Her theme of mixing new with re-purposed items pops up in the room shared by the couple's daughters, who are ages 5 and 6 (their son is 10). The girls' half-green, half-white room with brightly colored polka dots and name signage features a unique desk and crafts table fashioned from an old crib. Robyn removed its gate and found super-low seats the girls can push up to it.
Also re-purposed is a unique bunk bed Sean got from his aunt. He modified it for his son, who has the option of sleeping high or low or sharing it with a friend on sleepover nights.
The Tierneys loved and kept a number of the house's old features that some owners might not have preserved. They love the original radiant heat, for example, and they used window units in their bedrooms to get through summers without central air conditioning.
Sean said the humidity can be irritating on some days, but "we are very blessed. Whoever built (the house) planted a lot of trees on the property that keep it cool."
They also maintain the original features of the eight-foot-wide front entry hall and adjacent living room. Swirling, leaded-glass windows surround the broad oak front door and top the living room windows, including a shallow three-paned bay. The house's one remaining fireplace in the living room -- remnants of a second can be found in the couple's master bedroom closet -- is as it was when new, although it no longer works.
Also original to the front rooms in the house are two rounded pillars with Corinthian capitals, wide pocked door and oak parquet floors, each square of which has five narrow planks that are secured with four nails.
New to the living room are brown leather chairs from Macy's, matching tables from World Market and an altar-like bar stocked with Sean's favorite brands of Irish whisky that he pours for the 40-50 friends and family members they have over on St. Patrick's day. For that occasion, he moves the bar to make room for a live band, usually a two-man "modern Irish" group.

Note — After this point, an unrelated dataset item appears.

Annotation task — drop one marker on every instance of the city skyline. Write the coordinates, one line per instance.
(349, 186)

A lot of entertaining happens on the third floor, where once-hidden stairs branch off a valued office on the second floor. "The Top" has more sectional seating, a large television, a wet bar and pub-like seating for six. Although the room has slanted walls due to the pitch of the roof above it, the ceiling is high enough that only people over 6 feet tall have to be aware of the room's two spinning ceiling fans.